Recipe: Vertex AI (Gemini)¶
The Vertex provider talks to Google's :generateContent REST API. Auth
is deferred — you supply a pre-resolved OAuth2 access token, and the
provider doesn't refresh it. This keeps the dependency tree small and
lets you wire whatever credential source you have.
Quick start¶
export VERTEX_PROJECT_ID="my-gcp-project"

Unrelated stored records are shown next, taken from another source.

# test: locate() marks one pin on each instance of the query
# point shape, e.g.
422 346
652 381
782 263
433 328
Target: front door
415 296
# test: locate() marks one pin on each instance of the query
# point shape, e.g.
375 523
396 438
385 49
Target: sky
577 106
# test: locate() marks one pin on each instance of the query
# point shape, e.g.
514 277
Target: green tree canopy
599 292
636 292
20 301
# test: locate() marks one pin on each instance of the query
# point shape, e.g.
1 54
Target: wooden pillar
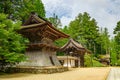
82 60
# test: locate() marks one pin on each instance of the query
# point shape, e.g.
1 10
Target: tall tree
21 9
12 44
105 42
85 30
117 39
55 20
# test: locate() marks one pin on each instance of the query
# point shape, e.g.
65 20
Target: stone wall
37 70
40 58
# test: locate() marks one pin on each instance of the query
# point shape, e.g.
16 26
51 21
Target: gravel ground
114 74
73 74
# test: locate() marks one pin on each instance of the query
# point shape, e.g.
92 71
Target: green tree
55 20
12 44
85 30
105 42
117 40
21 9
113 53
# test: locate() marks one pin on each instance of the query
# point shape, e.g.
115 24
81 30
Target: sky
105 12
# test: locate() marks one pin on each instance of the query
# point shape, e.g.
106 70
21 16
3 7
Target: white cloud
106 12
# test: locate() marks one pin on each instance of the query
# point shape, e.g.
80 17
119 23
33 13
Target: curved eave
74 45
56 31
41 45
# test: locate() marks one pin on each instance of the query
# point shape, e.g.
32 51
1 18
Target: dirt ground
73 74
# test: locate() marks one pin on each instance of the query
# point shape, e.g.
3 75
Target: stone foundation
37 70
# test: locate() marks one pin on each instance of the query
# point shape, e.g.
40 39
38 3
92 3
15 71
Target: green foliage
55 21
118 62
85 30
113 54
21 9
12 44
90 62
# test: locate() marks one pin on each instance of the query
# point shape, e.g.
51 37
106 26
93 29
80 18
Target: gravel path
114 74
73 74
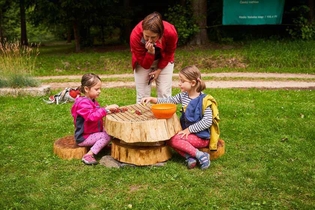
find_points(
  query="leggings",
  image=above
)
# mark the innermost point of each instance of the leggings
(187, 146)
(97, 140)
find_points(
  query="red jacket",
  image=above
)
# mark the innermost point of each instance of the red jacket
(167, 45)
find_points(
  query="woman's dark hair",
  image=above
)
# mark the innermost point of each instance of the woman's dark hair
(154, 23)
(89, 80)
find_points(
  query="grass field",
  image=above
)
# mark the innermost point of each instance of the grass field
(268, 164)
(269, 134)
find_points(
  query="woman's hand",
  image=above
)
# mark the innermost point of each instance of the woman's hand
(184, 133)
(146, 100)
(155, 74)
(150, 47)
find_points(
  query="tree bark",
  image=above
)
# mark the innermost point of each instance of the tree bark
(311, 5)
(199, 8)
(76, 33)
(24, 40)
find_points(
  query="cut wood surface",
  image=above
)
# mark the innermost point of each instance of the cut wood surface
(139, 155)
(66, 148)
(132, 127)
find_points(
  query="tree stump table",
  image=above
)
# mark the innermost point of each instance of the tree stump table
(139, 137)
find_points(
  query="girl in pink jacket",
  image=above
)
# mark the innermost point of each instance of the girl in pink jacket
(88, 118)
(153, 43)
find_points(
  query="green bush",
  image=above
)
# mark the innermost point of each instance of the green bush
(17, 64)
(184, 23)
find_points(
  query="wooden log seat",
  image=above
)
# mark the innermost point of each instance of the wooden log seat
(140, 155)
(218, 153)
(66, 148)
(131, 127)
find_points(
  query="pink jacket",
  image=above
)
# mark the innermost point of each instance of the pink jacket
(87, 118)
(167, 45)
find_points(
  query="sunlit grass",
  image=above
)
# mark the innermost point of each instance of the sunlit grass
(268, 162)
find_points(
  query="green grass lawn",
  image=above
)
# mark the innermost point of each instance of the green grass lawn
(269, 161)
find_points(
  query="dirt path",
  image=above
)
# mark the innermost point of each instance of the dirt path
(233, 80)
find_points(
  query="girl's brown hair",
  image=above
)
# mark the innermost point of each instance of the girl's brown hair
(89, 80)
(154, 23)
(193, 73)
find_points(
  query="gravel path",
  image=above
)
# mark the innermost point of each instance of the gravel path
(233, 80)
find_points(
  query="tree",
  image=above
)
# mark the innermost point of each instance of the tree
(199, 8)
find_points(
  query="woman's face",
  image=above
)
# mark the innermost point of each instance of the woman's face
(149, 36)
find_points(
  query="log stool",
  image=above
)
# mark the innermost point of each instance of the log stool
(140, 154)
(66, 148)
(218, 153)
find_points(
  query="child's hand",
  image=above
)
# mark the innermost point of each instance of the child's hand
(184, 133)
(145, 100)
(112, 106)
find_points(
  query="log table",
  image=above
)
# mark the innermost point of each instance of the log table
(138, 137)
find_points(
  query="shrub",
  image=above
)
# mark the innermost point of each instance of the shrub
(17, 64)
(184, 23)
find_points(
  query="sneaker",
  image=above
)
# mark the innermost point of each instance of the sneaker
(191, 162)
(89, 159)
(204, 161)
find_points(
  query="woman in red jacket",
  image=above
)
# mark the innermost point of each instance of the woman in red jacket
(153, 43)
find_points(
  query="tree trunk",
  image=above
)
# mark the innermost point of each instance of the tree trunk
(126, 30)
(199, 8)
(23, 23)
(76, 33)
(69, 33)
(1, 30)
(311, 5)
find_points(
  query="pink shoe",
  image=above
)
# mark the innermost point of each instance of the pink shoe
(89, 159)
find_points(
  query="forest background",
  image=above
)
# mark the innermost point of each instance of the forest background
(106, 22)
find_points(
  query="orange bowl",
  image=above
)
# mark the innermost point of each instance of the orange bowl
(163, 111)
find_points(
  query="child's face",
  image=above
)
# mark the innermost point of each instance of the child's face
(94, 91)
(149, 36)
(184, 84)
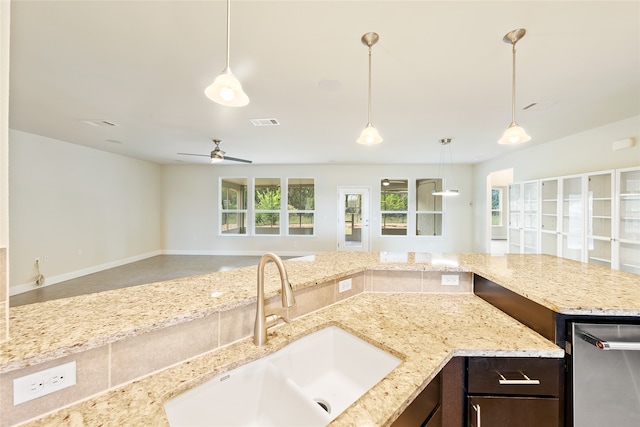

export VERTEX_ACCESS_TOKEN="$(gcloud auth print-access-token)"
import os
import tako
provider = tako.providers.Vertex(
project_id=os.environ["VERTEX_PROJECT_ID"],
model="gemini-2.0-pro",
access_token=os.environ["VERTEX_ACCESS_TOKEN"],
location="us-central1",
)
agent = tako.SingleAgent(provider=provider, max_steps=4)
result = await agent.run("In one sentence: what is an octopus?")
Refreshing tokens¶
gcloud auth print-access-token returns a token that's valid for ~1
hour. For long-lived processes, refresh on a schedule:
import asyncio
import subprocess
def fresh_token() -> str:
return subprocess.check_output(
["gcloud", "auth", "print-access-token"], text=True,
).strip()
async def with_refreshing_provider():
while True:
provider = tako.providers.Vertex(
project_id="my-proj",
model="gemini-2.0-pro",
access_token=fresh_token(),
)
agent = tako.SingleAgent(provider=provider)
# Use agent for ~50 minutes...
await asyncio.sleep(50 * 60)
For GKE / Cloud Run, prefer the metadata server flow over gcloud.
Tool calling¶
Gemini's tool-calling shape (functionCall / functionResponse) is
mapped automatically:
agent = tako.SingleAgent(
provider=tako.providers.Vertex(
project_id="my-proj",
model="gemini-2.0-pro",
access_token=token,
),
mcp_servers=[
tako.mcp.Stdio(command="npx", args=["-y", "@modelcontextprotocol/server-everything"]),
],
)
result = await agent.run("Search for the weather in Tokyo and summarize.")
When the orchestrator emits a ToolResult for a previous tool call,
the converter looks up the call's id in the conversation history to
recover the function name (Vertex's functionResponse schema requires
it; tako's ContentPart::ToolResult only carries the call id).